Wonderful Days

Sky Blue

Récent fer de lance de la nouvelle animation coréenne, Wonderful Days a bénéficié de l'impact de sa sortie du 17 juillet de cette année en Corée pour se forger une rapide et solide réputation. On lui prêtait une animation impeccable et un scénario de qualité ; il ne les a pas volés et mérite amplement les éloges que lui fait régulièrement la presse internationale, bien avant une sortie dans les salles françaises prévue pour le milieu de l'année 2004.

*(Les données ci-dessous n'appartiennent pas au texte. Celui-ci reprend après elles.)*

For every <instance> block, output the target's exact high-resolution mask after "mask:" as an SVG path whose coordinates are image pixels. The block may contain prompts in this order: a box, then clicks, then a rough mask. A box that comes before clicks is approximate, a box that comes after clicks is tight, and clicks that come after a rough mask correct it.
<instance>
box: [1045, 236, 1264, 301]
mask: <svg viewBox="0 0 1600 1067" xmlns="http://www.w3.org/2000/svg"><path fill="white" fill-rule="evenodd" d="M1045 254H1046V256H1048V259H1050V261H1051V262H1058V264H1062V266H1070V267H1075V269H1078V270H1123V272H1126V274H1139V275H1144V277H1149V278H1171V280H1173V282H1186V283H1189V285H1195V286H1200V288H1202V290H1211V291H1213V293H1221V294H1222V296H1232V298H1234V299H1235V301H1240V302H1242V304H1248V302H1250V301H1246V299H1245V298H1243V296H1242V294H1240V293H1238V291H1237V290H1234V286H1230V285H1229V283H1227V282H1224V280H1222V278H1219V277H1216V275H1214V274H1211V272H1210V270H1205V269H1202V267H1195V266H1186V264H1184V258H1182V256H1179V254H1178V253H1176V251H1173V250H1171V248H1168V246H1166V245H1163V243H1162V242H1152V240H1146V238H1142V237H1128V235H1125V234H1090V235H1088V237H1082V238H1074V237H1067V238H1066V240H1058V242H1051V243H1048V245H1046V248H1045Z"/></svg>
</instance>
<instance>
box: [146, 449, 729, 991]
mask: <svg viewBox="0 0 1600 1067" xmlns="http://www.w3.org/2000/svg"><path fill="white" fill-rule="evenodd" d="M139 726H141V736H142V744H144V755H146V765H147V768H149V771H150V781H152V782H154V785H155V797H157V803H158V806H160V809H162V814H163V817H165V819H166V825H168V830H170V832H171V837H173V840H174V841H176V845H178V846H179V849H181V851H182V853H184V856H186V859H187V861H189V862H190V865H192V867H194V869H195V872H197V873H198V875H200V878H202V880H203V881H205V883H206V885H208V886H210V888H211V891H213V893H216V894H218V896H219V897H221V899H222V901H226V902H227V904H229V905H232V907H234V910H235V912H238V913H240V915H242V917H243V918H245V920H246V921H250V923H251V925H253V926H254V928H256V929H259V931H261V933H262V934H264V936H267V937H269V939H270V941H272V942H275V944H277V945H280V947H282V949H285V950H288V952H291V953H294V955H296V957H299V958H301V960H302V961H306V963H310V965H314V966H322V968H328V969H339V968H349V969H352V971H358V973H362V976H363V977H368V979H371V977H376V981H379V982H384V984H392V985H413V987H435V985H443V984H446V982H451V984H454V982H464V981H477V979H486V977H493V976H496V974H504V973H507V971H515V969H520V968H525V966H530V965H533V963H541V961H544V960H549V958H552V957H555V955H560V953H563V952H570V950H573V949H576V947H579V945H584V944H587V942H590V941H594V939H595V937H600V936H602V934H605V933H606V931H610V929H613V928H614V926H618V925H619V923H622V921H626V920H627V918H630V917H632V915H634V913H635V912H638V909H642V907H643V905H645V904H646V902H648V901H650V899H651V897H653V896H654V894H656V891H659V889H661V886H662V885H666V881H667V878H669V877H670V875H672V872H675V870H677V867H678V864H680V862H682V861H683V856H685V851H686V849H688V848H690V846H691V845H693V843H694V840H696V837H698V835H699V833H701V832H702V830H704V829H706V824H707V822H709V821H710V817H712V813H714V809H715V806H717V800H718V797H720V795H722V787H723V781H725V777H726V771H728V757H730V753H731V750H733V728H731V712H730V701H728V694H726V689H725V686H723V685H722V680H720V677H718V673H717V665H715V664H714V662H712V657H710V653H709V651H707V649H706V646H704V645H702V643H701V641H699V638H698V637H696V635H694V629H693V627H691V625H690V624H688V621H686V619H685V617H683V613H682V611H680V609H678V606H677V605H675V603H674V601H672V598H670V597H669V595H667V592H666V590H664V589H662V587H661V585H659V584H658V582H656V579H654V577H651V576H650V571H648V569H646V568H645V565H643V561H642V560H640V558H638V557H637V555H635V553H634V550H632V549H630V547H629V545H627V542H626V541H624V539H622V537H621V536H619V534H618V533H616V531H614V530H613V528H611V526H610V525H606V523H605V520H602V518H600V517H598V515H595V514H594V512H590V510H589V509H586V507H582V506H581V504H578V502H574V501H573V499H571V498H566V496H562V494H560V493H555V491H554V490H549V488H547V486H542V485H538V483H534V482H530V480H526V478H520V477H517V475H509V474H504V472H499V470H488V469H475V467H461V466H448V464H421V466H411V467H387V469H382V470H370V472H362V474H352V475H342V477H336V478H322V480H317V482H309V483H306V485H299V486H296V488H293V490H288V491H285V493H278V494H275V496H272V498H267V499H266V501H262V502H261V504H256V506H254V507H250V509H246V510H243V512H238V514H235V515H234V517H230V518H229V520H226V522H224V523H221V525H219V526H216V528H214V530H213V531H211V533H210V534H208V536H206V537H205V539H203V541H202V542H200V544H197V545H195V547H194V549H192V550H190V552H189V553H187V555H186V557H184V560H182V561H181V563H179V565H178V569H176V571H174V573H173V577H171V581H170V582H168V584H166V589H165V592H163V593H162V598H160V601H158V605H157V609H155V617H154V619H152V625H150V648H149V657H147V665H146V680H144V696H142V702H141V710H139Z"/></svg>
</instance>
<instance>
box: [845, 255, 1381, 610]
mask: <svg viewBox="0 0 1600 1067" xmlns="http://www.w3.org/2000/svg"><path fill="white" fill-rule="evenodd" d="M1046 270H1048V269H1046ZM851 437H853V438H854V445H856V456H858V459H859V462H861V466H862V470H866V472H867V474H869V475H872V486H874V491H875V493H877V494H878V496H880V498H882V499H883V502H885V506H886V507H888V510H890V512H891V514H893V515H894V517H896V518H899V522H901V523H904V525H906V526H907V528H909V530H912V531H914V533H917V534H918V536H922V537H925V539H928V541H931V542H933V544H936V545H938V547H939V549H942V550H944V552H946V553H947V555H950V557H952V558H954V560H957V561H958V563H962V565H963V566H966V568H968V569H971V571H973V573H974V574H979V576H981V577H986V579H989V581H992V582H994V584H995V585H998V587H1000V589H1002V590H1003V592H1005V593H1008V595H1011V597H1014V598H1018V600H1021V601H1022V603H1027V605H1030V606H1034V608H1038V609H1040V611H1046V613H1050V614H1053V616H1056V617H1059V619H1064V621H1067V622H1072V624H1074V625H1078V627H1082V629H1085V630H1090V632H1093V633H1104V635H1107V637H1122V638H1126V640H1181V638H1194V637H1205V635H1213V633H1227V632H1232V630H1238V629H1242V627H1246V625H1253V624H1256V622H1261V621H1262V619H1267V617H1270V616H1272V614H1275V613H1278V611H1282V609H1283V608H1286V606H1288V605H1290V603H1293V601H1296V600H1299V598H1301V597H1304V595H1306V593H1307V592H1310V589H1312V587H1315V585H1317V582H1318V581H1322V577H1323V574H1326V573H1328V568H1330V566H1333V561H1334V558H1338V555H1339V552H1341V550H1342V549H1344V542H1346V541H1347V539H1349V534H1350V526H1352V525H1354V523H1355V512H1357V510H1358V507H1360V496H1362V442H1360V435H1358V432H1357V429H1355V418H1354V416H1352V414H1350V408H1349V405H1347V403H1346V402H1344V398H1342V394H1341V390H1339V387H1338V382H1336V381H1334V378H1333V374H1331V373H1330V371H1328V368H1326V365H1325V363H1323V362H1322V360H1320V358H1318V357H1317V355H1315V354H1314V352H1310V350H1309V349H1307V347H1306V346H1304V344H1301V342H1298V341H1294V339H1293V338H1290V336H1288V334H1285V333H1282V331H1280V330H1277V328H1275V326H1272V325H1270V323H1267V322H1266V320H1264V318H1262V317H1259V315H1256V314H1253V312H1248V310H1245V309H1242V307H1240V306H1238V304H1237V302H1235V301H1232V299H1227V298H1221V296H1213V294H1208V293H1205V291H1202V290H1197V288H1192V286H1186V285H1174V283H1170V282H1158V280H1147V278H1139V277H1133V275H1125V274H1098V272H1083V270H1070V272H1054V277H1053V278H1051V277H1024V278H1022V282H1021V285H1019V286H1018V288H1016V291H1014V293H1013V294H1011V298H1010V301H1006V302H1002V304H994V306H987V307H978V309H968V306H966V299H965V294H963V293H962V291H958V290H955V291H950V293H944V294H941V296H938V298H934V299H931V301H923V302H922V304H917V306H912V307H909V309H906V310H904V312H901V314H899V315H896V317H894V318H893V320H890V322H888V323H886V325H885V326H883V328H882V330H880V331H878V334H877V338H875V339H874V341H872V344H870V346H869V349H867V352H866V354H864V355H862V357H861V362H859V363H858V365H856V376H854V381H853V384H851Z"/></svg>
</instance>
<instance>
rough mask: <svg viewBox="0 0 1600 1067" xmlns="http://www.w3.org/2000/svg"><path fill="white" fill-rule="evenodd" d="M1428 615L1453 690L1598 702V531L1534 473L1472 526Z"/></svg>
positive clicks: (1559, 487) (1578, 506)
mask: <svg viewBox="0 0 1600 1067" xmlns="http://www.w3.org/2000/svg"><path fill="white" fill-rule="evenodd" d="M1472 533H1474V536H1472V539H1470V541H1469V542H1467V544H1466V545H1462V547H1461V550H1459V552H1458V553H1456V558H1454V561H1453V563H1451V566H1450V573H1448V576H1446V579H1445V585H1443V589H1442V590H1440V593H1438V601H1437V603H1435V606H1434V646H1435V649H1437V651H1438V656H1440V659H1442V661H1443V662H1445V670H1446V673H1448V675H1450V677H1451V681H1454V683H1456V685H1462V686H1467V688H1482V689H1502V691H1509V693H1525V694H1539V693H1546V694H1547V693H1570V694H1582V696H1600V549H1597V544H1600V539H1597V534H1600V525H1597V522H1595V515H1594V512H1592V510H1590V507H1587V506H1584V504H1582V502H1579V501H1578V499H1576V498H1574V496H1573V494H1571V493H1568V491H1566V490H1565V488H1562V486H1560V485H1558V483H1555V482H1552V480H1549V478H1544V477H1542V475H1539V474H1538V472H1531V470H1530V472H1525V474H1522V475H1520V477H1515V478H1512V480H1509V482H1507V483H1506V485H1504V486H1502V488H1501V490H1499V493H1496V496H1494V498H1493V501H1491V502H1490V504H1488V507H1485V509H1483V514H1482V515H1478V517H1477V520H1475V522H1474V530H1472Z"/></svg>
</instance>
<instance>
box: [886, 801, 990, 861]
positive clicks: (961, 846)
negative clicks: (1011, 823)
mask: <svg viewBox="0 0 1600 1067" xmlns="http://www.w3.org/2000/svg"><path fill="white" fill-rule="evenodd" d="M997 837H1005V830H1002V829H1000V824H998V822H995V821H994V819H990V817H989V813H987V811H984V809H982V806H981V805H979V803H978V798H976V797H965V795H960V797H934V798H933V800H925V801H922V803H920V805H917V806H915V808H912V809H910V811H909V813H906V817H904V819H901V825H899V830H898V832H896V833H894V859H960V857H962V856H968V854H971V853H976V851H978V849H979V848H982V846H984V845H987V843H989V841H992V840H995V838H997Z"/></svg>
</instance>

Sur un fond très fort d'intérêts écologiques toujours très chers à l'animation asiatique, Wonderful Days met en scène un triangle amoureux au lourd passé, la jeune femme étant tiraillée par deux hommes ennemis. Rien de très original, il est vrai, mais le brio de la mise en scène, ainsi que l'intensité et la sincérité des émotions traduites relèvent sans problème cette petite lacune de départ. Si le scénario ne révèle, ainsi, aucun thème inédit flagrant, il évite plutôt habilement les clichés et s'engouffre dans des poncifs qu'il traite avec une légèreté touchante. Rien de surfait, de grossier, d'inélégant ou de déplacé, tout est pondéré et distillé avec harmonie. A ce titre, la bande sonore ne viendra perturber la pureté visuelle que lors de rares passages, accompagnant tout en finesse et en délicatesse.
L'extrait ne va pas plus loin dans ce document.